Capítulo Dezesseis: A Punição de Xu Yun

Adentrando o Inexplicável Pescador Novato 3064 palavras 2026-01-30 09:25:58

Como uma pessoa moderna e com gostos perfeitamente normais, Xu Yun jamais teria qualquer pensamento impróprio em relação a uma menina de cinco ou seis anos. Afinal, ele não tinha esse tipo de inclinação — pelo contrário, era um convicto admirador de Tifa.

Da mesma forma, também não sentia necessidade de se precaver muito, especialmente ao notar que a menina estava na casa de seu tio novilho, claramente como parte da família.

No entanto, ele jamais poderia imaginar...

A jovem, assim que o encontrou, lançou-se num ataque surpresa, arremessando-lhe uma bola de esterco de vaca?

Pego totalmente de surpresa, Xu Yun acabou sendo atingido em cheio, com o esterco escorrendo por sua cabeça.

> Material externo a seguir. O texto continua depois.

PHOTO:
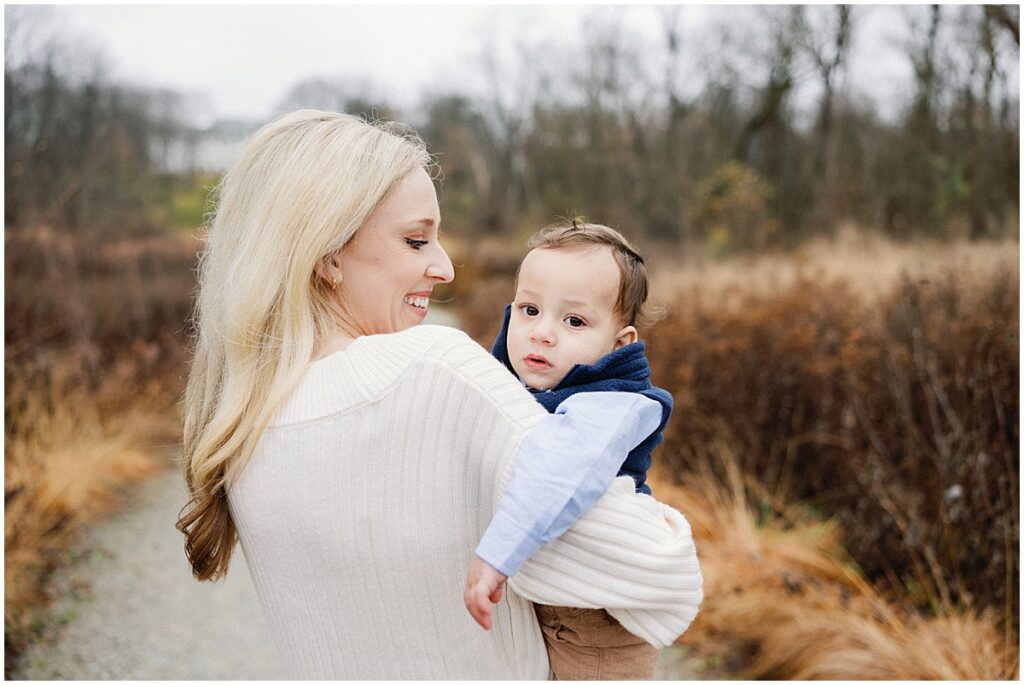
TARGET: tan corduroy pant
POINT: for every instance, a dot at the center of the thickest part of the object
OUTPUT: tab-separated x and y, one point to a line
590	644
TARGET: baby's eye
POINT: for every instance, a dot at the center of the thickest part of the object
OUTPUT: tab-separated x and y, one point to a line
528	309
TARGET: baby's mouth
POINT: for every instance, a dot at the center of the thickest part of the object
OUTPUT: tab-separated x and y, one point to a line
537	362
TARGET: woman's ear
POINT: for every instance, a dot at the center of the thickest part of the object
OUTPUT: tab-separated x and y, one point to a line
627	336
329	269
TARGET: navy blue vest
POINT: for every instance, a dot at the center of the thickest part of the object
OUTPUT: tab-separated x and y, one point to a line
625	370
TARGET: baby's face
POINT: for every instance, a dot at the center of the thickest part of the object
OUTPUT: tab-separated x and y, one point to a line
563	313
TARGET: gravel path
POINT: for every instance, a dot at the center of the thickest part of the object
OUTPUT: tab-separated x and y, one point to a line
128	608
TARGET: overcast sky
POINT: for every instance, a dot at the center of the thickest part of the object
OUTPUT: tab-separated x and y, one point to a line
243	58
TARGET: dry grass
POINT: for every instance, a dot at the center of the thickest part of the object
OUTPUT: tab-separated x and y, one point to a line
869	263
93	372
898	415
69	458
784	601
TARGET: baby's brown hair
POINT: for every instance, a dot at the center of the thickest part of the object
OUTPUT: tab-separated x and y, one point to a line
633	273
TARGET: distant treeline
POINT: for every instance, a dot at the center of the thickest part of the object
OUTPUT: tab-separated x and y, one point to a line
614	130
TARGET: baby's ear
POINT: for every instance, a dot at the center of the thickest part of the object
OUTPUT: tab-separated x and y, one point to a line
627	336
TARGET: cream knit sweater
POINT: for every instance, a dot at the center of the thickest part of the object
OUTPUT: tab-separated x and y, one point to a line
361	506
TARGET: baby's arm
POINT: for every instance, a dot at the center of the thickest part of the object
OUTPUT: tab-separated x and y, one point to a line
565	464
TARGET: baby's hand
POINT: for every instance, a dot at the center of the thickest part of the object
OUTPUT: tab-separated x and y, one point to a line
483	588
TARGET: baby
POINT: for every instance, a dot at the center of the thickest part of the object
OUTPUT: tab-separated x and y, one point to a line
571	330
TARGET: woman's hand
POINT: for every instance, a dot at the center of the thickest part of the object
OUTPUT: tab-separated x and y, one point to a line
483	588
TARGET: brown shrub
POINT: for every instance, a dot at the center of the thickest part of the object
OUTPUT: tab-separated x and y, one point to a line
898	417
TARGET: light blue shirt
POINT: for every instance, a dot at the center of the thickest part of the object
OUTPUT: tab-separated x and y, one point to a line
566	462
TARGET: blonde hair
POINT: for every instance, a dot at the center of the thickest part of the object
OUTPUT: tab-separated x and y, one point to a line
631	304
304	184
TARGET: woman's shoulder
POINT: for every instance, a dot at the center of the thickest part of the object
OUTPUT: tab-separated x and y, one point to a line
442	345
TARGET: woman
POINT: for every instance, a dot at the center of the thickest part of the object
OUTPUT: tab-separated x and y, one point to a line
356	457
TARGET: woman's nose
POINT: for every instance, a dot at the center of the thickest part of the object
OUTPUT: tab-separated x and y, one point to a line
440	267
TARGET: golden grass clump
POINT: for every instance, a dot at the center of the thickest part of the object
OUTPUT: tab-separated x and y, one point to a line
94	368
895	413
782	599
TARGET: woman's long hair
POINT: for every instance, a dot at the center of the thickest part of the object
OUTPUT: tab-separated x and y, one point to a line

Diante dessa cena, William Escudo, que estava ao lado de Xu Yun, empalideceu de imediato. Rapidamente, com uma das mãos, tentou ajudar Xu Yun a limpar o esterco, enquanto, com voz estridente e furiosa, exclamou:

— Lira-niiiiii!

Como parente mais próximo e íntimo de Newton — e sem concorrentes nesse posto —, William sabia muito bem o quanto seu sobrinho era socialmente retraído. Se brigas pudessem ser consideradas contatos íntimos, o jovem Novilho seria um verdadeiro conquistador, invicto nos ringues de Lincolnshire. Mas, quando o assunto era amizade verdadeira, Newton não tinha sequer alguém para cumprimentar.

Por isso, ao ver Xu Yun — especialmente ao notar a faixa enrolada na cabeça, cobrindo um ferimento —, a primeira reação de William foi pensar que o sobrinho arrumara confusão com algum filho de nobre e agora vinha acompanhado do desafeto cobrar despesas médicas.

E então, um convidado que mereceria tratamento de honra é recebido com uma bola de esterco na cabeça, cortesia de sua filha mais nova?

Naquele instante, William só conseguia pensar: “Estamos perdidos!”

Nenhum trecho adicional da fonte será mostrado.